Ocean rescue needed as Tribal Journeys paddles onward

Rough waters stall canoes at Neck Point in Nanaimo

It took a little longer than expected, but the Tribal Journeys canoes made it to the shores at Nanoose Bay on Monday afternoon.

Only a handful of canoes were able to successfully paddle into the Snaw-Naw-As First Nation community due to high winds and rough seas.

The paddlers are part of the annual Tribal Journeys, which sees more than 90 canoes carrying thousands of First Nations people travel along Vancouver Island, making stops at various First Nations communities. This year’s hosts are the We Wai Kai and Wei Wai Kum Nations, located in the Campbell River region.

Marilyn Wandery, captain for the Suquamish Nation, who were the first to make it to Nanoose First Nation, said it felt good to be on shore, adding that the waters were challenging for her crew.

“It was very strong. We were far enough out that the coast guard didn’t turn us back,” she said. “We got to keep coming but all the the other canoes, they made them stop and go to shore.”

The Suquamish Nation began its journey in Suquamish, Wash., near Seattle, on July 21 and were in Nanaimo on Sunday. Wandery said the journey from Nanaimo to Nanoose was difficult, but thrilling.

“We were bouncing over those waves and I was steering and our rudder broke, but I’ll tell you what, it was exciting,” she said.

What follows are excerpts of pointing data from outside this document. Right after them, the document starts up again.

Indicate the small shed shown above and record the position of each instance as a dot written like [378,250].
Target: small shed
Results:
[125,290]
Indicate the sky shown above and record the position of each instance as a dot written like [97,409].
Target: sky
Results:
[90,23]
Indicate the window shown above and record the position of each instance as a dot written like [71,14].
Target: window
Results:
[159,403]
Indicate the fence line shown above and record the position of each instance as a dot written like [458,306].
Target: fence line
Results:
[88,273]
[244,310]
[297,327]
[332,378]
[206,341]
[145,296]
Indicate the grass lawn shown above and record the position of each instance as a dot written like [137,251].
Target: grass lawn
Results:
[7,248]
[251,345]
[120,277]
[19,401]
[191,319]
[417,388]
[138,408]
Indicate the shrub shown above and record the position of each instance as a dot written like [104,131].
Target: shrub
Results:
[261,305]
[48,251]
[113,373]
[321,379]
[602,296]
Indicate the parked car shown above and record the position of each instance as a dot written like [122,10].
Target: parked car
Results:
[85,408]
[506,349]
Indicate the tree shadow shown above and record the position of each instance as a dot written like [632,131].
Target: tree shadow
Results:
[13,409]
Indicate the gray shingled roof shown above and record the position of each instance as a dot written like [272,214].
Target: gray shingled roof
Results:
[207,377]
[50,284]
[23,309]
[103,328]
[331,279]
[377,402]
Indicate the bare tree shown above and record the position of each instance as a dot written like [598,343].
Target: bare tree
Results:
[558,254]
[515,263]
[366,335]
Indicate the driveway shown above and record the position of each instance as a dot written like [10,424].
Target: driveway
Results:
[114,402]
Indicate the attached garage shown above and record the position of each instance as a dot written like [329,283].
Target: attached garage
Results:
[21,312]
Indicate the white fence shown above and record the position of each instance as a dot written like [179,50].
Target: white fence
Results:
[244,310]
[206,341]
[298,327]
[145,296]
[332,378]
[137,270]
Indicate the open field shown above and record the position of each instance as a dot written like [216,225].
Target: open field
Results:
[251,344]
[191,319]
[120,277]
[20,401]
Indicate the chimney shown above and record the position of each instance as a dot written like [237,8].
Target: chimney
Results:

Although some canoes made it to Nanoose, others were not so lucky. Jerry Berry, coxswain with Royal Canadian Marine Search and Rescue, said the conditions on the water were rough with 25-knot winds and waves as high as five feet.

“The vast majority of [canoes] got stopped at Neck Point, but those that did proceed north of Neck Point had difficulties.”

Berry said two canoes filled up with so much water that the occupants had to be rescued by his team, the Nanaimo Port Authority and the RCMP.

“In one case there were five persons in the water and in the other case there were three persons in the water and they were rescued pretty quickly by the parties on scene,” Berry said.

He also said there was an escort vessel with the canoes that began taking on water as well.

“There were 13 people aboard,” he said. “They were taken into Nanoose and the boat was assisted by the volunteer search and rescue boat and they pumped the water out of the boat.”

Berry said none of those who had to be recused sustained any injuries.

“Fortunately the response was excellent and the water was warm that day,” he said.